Brakes applied to China's shared mobility market shows Bain breakdown

21 August 2019 Consultancy.asia

Bain & Company has forecast a 15 percent reduction in China’s shared mobility market growth against earlier expectations – but says the bumpy domestic ride can deliver lessons for other APAC players.

Management consultancy Bain & Company has released its 2019 APAC Mobility report, and with it, a rather stark assessment of China’s once flourishing shared mobility market. Where until recently the collective market – including e-hailing, bike sharing, business-to-consumer car sharing and instant mobility – was on track on reach a size of $72 billion by 2020, Bain now projects slower growth of $60 billion by 2021.

The story is a similar one as to elsewhere around the world; massive and rapid scaling prior to regulatory crackdowns and/or public scrutiny over high-profile safety incidents. Two such incidents in China last year, the rape and murder of two female passengers within the space of three months, saw Didi Chuxing (which commanded a ride-hailing market-share upward of 80%) suspend its carpooling service Hitch.

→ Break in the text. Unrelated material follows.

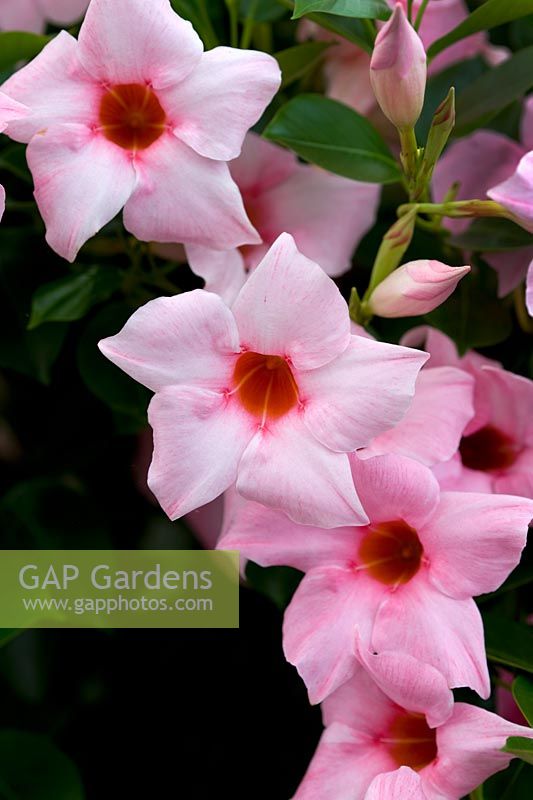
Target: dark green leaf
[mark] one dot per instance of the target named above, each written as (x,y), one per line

Long the most aware enthusiastic adopters of shared mobility services – with a survey from last year finding that over 60 percent of Chinese respondents had used a ride-hailing service over the previous three months, nearly double the figure of the next closest markets – the number of active monthly users according to Bain fell by 5 percent in China last year, with growth dropping to 25 percent. Bain now anticipates growth of less than 5 percent in 2019.

Falling growth in China shared mobility market

Bain however believes it’s more of a case of hard-braking rather than a complete stall, with momentum to return based on restored consumer confidence. “Despite the challenges, we see a route to profits for the mobility industry, not only in China but throughout Asia’s developing markets – from Indonesia to India,” said report co-author Raymond Tsang, who jointly leads Bain’s Performance Improvement practice in APAC.

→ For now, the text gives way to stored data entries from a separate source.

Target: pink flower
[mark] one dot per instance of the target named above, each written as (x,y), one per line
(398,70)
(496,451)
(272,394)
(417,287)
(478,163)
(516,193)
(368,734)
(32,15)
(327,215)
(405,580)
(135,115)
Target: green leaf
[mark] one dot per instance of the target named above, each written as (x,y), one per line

While shared mobility leaders will need to make tough decisions and acknowledge that success won’t happen overnight, restoring customer confidence in the operational excellence of the company is essential, says the firm. Here, some movement is already afoot, with enhanced safety features such as emergency contacts, real-time location sharing, and audio recordings of rides already being implemented.

Regardless, there’s still the issue of an ongoing lack of profitably to confront for providers, due to stiff competition and then both low fares and ‘take rates’ – the company’s share of the fare. The average operating loss per ride at Lyft currently hovers at around 45 percent according to Bain’s analysis, and this issue is particularly pronounced in China, where the price of shared car services is relatively low alongside cheap local taxi rates. 

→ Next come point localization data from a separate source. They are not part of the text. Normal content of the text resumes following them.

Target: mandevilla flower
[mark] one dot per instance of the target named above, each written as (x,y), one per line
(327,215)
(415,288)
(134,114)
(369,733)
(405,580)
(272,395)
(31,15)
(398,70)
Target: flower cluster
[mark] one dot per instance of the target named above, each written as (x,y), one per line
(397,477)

Operating losses of ride-hailing companies in China

Yet, in a highly regulated market such as China, improving fare levels and take rates is not always possible; companies, Bain says, will need to get creative on the back end to improve efficiencies and drive down costs. Investing in electric vehicle fleets is given as one possible example (China currently leads the globe in EV sector development), where a potential 65 percent reduction in fuel costs could easily offset the rise in rental costs to improve overall take rates.

Bain also suggests other measures toward profitability, such as a focus on regional density, platform expansion to adjacent markets, and innovation in the area of data monetisation, but one sizeable factor still looms on the horizon – with the highly disruptive shared mobility market set for its own disruption with the advent of autonomous vehicles; an area in which China once again leads the world for both development and consumer acceptance.

Autonomous vehicles will give rise to a complex cast of new stakeholders and a shifting of power among them, concludes Bain. “Early movers will put themselves at a significant advantage. Becoming a relevant player in the future mobility ecosystem calls for making strategic decisions now and forming the smart partnerships and alliances that will be key to success. It could mean the difference between writing mobility’s future and being written out of it.”